We examine the problem of efficient distance-based similarity search over high-dimensional data. A promising approach to this problem is to reduce dimensions and allow fast approximation. Conventional reduction approaches, however, entail a significant shortcoming: the approximation volume extends across the dataspace, which causes over-estimation of retrieval sets and impairs performance. This paper focuses on a new criterion for dimensionality reduction methods: bounded approximation. We show that this requirement can be accomplished by a novel non-linear transformation scheme that extracts two important parameters from the data. We devise two approximation formulations, rectangular and spherical range search, each corresponding to a closed volume around the original search sphere. We discuss in detail how to derive tight bounds for the parameters and to prove further results, as well as highlighting insights into the problems and our proposed solutions. To demonstrate the benefits of the new criterion, we study the effects of (un)boundedness on approximation performance, including selectivity, error toleration, and efficiency. Extensive experiments confirm the superiority of this technique over recent state-of-the-art schemes.

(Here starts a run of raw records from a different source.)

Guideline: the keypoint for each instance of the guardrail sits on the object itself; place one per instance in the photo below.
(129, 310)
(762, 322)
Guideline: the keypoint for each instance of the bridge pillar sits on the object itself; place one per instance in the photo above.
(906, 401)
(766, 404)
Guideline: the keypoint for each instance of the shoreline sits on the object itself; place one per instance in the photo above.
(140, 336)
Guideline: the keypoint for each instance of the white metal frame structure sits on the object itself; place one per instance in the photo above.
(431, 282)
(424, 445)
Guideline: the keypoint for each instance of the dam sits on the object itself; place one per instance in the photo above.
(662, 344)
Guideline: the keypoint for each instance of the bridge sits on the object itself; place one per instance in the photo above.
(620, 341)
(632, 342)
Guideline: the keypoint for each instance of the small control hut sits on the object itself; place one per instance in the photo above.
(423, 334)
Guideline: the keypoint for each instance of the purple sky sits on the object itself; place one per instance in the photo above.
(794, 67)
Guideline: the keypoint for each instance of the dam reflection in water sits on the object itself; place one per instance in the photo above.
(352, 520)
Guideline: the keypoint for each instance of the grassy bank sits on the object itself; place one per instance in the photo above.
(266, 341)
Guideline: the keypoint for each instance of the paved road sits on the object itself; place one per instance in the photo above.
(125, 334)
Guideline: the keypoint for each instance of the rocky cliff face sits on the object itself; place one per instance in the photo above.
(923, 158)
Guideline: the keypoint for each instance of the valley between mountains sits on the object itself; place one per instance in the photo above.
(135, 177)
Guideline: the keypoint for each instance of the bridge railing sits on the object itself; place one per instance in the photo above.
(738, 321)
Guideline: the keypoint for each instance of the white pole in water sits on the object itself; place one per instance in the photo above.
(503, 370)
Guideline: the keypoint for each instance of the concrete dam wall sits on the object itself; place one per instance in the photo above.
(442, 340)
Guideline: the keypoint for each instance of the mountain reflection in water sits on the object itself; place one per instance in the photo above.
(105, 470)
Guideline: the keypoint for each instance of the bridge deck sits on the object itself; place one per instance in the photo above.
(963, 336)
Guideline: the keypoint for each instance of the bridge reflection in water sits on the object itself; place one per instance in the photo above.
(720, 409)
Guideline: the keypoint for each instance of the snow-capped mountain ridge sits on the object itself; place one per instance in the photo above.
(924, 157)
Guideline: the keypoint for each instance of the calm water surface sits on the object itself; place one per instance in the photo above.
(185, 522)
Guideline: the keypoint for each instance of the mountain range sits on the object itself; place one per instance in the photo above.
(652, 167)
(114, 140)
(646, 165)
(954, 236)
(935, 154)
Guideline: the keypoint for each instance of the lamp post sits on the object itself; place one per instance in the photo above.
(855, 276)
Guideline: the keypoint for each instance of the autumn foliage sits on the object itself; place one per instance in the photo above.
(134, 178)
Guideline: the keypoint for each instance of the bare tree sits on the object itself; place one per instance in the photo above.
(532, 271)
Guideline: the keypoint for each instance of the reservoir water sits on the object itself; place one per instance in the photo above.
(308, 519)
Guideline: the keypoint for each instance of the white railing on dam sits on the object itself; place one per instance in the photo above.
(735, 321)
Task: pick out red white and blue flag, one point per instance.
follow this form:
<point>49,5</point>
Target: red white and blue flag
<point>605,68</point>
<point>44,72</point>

机译:我们研究了对高维数据进行基于距离的有效相似性搜索的问题。解决该问题的一种有前途的方法是减小尺寸并允许快速逼近。但是,传统的约简方法存在一个明显的缺点:近似量遍及整个数据空间,这会导致对检索集的过高估计并损害性能。本文关注于降维方法的新准则:有界近似。我们表明,可以通过一种新颖的非线性转换方案来实现此要求,该方案将从数据中提取两个重要参数。我们设计了两个近似公式,即矩形和球形范围搜索,每个近似公式都对应于原始搜索球周围的封闭体积。我们将详细讨论如何得出参数的严格界限并证明进一步的结果,并重点介绍对问题和我们提出的解决方案的见解。为了证明新准则的好处,我们研究了(无)界对近似性能的影响,包括选择性,误差容限和效率。大量实验证实了该技术相对于最新技术水平的优越性。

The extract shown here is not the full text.